Orchestre Philharmonique de Los Angeles

Applaudissons d’abord ce double événement pour notre France musicale que constitue la venue du Philharmonique de Los Angeles pour ces concerts Sibelius, car c’est enfin l’occasion d’entendre un orchestre dont certains nous disent qu’il est devenu le meilleur d’Outre-Atlantique, et gageons que bien peu d’intégrales des symphonies du maître finlandais ont déjà été programmées sous nos contrées. Deux raisons donc de ne pas manquer ces soirées. De plus par un chef finlandais, fonçons ! Quoi de plus naturel et idiomatique … mais au premier abord seulement, car les récentes interviews accordées par Salonen nous rappellent, s’il en était encore besoin, qu’il faut se méfier des idées toutes faites. Ainsi donc, au début de sa carrière, il raconte « être même passé par une phase où je le haïssais » et avoue l’avoir en quelque sorte rayé de sa carte du monde musical. Ce n’est que plus tard que l’intérêt pour la musique de son célèbre compatriote lui est apparu plus vivement, sans qu’il se soit immédiatement précipité pour la jouer, « ayant pris mon temps pour revenir vers lui » ajoute t-il. C’est donc aujourd’hui le résultat de ce long travail de maturation qu’il nous est donné d’entendre salle Pleyel, en quatre concerts.

Après avoir assisté au concert de la veille où l’interprétation de la puissante (du moins en principe) Symphonie n°5 nous a plongé dans un abîme de perplexité tant nous n’avons à aucun moment reconnu notre Sibelius tant aimé, nous espérions qu’avec la Symphonie n°2, plus facile en apparence (mais comme chacun sait, la « facilité » chez Sibelius est toute relative !), le tir serait corrigé. Et il le fut, mais pas totalement pour nous convaincre que était devenu un interprète majeur de cette musique. Reconnaissons quand même que les 7 minutes du poème symphonique Le Retour de Lemminkäinen qui ouvrait le concert avaient bien de l’allure, de la vigueur, et illustrait parfaitement l’histoire du héros conté par le poème. La direction d’orchestre y semblait plus libérée que la veille, enfin vivante, enchaînait les phrases avec logique sans effet puzzle et permettait à la musique de trouver une incontestable évidence.

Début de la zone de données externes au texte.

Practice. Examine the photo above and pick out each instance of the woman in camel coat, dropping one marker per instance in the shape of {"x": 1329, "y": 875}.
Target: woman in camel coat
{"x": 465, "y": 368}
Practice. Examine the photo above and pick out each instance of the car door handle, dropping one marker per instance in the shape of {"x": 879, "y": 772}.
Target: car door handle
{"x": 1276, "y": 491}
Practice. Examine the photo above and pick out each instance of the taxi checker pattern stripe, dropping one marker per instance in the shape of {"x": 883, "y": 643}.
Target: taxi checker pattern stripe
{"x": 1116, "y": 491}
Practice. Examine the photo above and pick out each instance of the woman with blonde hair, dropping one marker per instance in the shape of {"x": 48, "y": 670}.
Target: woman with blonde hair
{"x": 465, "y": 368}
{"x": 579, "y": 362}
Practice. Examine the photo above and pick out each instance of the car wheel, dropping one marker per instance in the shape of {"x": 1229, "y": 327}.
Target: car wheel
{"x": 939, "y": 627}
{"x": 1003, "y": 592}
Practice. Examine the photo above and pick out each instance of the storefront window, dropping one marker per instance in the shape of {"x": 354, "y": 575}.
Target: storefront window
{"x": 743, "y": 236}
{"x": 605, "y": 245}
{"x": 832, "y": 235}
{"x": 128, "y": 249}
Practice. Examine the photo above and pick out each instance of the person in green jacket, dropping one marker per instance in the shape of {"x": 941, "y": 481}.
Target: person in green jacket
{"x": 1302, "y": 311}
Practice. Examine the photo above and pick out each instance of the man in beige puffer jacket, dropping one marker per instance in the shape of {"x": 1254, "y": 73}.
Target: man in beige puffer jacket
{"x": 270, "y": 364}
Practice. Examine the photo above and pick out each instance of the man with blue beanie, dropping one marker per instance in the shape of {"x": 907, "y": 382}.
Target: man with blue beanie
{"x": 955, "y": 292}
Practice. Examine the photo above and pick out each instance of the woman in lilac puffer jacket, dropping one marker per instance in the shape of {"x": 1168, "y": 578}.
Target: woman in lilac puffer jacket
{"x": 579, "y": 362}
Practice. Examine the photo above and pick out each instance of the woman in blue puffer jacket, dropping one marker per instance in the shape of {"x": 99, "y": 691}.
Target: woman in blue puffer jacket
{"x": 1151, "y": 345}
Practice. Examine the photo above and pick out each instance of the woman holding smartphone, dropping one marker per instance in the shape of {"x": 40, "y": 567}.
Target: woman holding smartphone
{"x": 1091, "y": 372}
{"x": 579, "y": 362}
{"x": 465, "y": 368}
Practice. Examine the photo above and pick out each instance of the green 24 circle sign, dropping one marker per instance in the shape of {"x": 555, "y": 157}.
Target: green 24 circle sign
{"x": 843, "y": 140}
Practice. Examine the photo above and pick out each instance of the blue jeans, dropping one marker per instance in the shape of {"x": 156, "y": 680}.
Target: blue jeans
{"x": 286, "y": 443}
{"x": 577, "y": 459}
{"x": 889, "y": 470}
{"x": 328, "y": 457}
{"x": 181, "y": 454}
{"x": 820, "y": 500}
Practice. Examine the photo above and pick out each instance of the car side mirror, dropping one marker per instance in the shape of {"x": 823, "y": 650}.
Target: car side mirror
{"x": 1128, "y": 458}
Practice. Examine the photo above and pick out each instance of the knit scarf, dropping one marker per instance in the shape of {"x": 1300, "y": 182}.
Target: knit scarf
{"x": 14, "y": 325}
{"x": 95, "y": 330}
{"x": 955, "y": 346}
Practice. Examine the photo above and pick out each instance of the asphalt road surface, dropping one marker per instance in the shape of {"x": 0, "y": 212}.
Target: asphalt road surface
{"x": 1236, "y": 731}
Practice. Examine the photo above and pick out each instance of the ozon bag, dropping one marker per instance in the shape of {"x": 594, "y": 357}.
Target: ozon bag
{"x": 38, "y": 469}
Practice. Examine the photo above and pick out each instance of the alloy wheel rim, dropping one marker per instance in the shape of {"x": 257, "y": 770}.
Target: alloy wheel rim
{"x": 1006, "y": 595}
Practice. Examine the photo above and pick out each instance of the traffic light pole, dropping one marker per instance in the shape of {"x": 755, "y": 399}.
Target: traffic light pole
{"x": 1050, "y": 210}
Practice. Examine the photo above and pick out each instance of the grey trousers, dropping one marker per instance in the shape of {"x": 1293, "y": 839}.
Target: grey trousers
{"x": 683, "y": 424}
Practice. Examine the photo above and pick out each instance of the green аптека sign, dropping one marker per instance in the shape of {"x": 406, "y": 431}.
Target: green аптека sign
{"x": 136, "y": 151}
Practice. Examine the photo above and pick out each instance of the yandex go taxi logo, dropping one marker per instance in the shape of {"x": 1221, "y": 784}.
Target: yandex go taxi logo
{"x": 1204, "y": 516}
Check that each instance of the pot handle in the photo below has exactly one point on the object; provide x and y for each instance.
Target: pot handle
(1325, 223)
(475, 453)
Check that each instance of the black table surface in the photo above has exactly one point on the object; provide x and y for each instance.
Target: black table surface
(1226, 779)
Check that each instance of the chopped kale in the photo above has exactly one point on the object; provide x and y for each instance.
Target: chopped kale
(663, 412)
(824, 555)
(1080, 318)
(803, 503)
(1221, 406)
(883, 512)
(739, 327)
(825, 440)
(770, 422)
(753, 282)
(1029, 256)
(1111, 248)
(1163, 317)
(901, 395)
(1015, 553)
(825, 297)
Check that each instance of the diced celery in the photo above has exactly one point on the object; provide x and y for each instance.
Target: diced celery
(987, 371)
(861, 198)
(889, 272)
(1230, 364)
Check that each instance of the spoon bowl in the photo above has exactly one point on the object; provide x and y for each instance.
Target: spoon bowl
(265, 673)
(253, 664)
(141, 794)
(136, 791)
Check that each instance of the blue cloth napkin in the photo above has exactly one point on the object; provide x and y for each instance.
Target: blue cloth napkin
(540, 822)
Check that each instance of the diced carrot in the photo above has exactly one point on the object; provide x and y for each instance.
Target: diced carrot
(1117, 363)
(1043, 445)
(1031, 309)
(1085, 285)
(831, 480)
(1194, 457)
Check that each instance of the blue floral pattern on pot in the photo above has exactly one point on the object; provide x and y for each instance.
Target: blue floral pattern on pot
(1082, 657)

Contrairement à Lemminkäinen la symphonie n’a pas de programme sous-jacent pour aider l’interprète à trouver le ton, il faut donc chercher le fameux « derrière les notes » pour s’en sortir et transmettre l’émotion musicale. Et c’est là un des reproches que l’on peut formuler à l’égard de la version de ce soir : elle était un peu trop objective, peu porteuse d’émotion directe, intellectualisée. Propre, très propre, impeccablement en place (orchestre irréprochable), mais quand même un peu froide. Car la musique de Sibelius n’est pas une pure forme, même abstraite. Salonen déclare d’ailleurs que Sibelius envisage la forme « comme un tout organique où la musique croît et progresse à la façon d’un arbre qui pousse à partir de son code ADN ». L’image est joliment trouvée et fort pertinente. Mais ce n’est pas le sentiment qu’on a eu à l’écoute, où les phrases se suivaient plus qu’elles ne s’enchaînaient, où les alternances de tempo (vif-lent, lent-vif) parfois trop contrastées rompaient ainsi la continuité du discours. Salonen semblait par ailleurs plus à l’aise avec les parties rythmées de l’orchestration qu’il mettait bien en lumière (à notre goût parfois plus que nécessaire) qu’avec la fusion des mélodies (au sens sibélien du terme). Heureusement la direction était bien plus vivante, dynamique et contrastée que la veille (enfin Salonen passait du pianissimo au fortissimo sans hésiter), sans pourtant jamais nous soulever de notre siège (il y avait de quoi dans cette symphonie) mais au moins ne nous laissant pas effondré comme à l’issue de cette étrange cinquième. Notons que les deux soirs, le succès public était immédiat, comme si nous venions d’entendre l’interprétation du siècle … (quoique le siècle n’ayant que 7 ans …).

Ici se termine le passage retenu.